Stoat is generally preferred to ermine for the English name of the creature, but the latter is perfectly acceptable, and better matches the French. From the OED's extensive discussion of the word's etymology:
A different hypothesis (favoured by Littré, Paul Meyer, and others) is that the Romanic words represent L. Armenius Armenian. The mus Ponticus, 'Pontic rat', mentioned by Pliny as a fur-bearing animal, is commonly supposed, though without actual proof, to be the ermine; and as Pontus and Armenia were conterminous, it has been suggested that an alternative name for the animal may have been mus Armenius. That some animal was known by this designation in the second century is rendered probable by a passage in Julius Pollux (c A.D. 180), who (Onomast. VII. 60) gives μυωτός as the name of an Armenian garment, and, amongst other conjectures as to the origin of the word, suggests that this article of dress may have been so named because made of the skins of 'the mice (or rats) of that country'.
For more: Toussenel on the Mole-Rat, and on the Bat.


Pretzel Bender said...

Cool. Apparently there's a whole literary tradition of wicked vermin that I've somehow missed. With illustrations and everything. It's too bad the sci fi book Catch Fire that I recalled had a giant killer mole/weasel type being didn't have illustrations.

A Little Thought said...

Stoat. Yuk.

Ermine. Lovely! Da Vinci's Lady With a Stoat just doesn't have the same referential grace, does it?

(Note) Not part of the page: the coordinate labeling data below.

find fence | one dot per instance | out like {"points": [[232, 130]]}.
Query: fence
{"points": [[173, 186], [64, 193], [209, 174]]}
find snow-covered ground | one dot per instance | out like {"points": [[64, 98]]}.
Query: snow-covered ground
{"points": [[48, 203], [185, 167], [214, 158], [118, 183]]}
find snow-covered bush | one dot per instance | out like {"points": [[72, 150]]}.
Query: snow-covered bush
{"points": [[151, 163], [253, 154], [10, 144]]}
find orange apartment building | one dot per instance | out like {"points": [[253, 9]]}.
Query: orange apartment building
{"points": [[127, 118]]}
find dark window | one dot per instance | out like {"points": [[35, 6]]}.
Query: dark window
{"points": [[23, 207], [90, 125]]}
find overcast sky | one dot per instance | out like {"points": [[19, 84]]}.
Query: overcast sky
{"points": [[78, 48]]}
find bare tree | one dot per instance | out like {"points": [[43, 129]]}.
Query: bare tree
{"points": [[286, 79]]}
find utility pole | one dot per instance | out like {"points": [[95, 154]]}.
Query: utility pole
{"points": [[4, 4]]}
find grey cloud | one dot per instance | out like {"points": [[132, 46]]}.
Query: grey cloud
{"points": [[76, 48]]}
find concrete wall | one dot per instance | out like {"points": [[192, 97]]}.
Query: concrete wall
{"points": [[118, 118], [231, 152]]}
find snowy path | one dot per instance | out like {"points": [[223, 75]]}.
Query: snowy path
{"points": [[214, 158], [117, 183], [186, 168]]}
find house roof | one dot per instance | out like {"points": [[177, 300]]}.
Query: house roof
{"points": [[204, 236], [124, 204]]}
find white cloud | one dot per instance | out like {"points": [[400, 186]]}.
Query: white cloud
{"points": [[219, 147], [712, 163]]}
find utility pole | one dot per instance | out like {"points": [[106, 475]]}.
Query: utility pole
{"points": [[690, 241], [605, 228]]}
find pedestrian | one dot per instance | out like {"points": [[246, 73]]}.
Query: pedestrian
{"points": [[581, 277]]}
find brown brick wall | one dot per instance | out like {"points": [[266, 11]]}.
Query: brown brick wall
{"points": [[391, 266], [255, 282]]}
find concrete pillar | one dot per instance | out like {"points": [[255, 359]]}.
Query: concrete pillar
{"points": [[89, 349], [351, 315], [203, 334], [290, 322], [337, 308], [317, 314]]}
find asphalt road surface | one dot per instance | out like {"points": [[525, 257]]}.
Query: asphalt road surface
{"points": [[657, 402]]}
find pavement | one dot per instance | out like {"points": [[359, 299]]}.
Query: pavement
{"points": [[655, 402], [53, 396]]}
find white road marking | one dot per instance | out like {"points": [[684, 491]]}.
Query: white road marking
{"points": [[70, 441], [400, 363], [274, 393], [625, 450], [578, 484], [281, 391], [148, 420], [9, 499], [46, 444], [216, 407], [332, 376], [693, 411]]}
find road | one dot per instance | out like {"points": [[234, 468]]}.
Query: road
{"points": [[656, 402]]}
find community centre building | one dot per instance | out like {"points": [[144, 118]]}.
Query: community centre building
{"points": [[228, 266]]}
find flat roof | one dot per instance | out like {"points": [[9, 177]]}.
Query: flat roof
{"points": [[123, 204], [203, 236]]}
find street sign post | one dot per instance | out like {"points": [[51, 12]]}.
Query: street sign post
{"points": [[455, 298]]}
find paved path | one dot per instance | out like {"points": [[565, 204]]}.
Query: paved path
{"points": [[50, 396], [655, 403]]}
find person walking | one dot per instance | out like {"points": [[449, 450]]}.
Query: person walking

And I do believe that painting hangs in a museum in Poland - I wonder if our friend Gawain has ever managed to see The Bestoated Lady in person!

But the big question is - are there any ermines in Armenia? And why does that last line read as the first line in a children's song?

Conrad H. Roth said...

"Are there any ermines in Armenia?"

I think the onus is now on you, ALT, to write that song. The question is, what to rhyme it with? "Seein' ya", "teenier" (ie. the comparative of "teeny"), "premier" (pronounced to rhyme for humorous effect), etc.

Hans said...

I came here in a roundabout way. I was looking up the translation for Armiño, a spanish word for Arminus mus. Arminus became first Armino and then Armiño in Spanish. I suspect that the french Hermine and Ermine came from the latin as well.

The Ermine is actually from Russia and Scandinavia. The word got to Spanish via latin, and appears in the verses of the Poem of the Mio Cid. So, how does a northern latitude animal comes to be known as Armenian (Arminus)? Apparently via the trade fur. The furs would come to the Mediterranean via middle eastern traders. At the time, Armenia was the best known country from the middle east among Europeans, which then gave rise to Arminus.

Conrad H. Roth said...

You might be right, assuming that the ermine really was only found in northern latitudes at this time.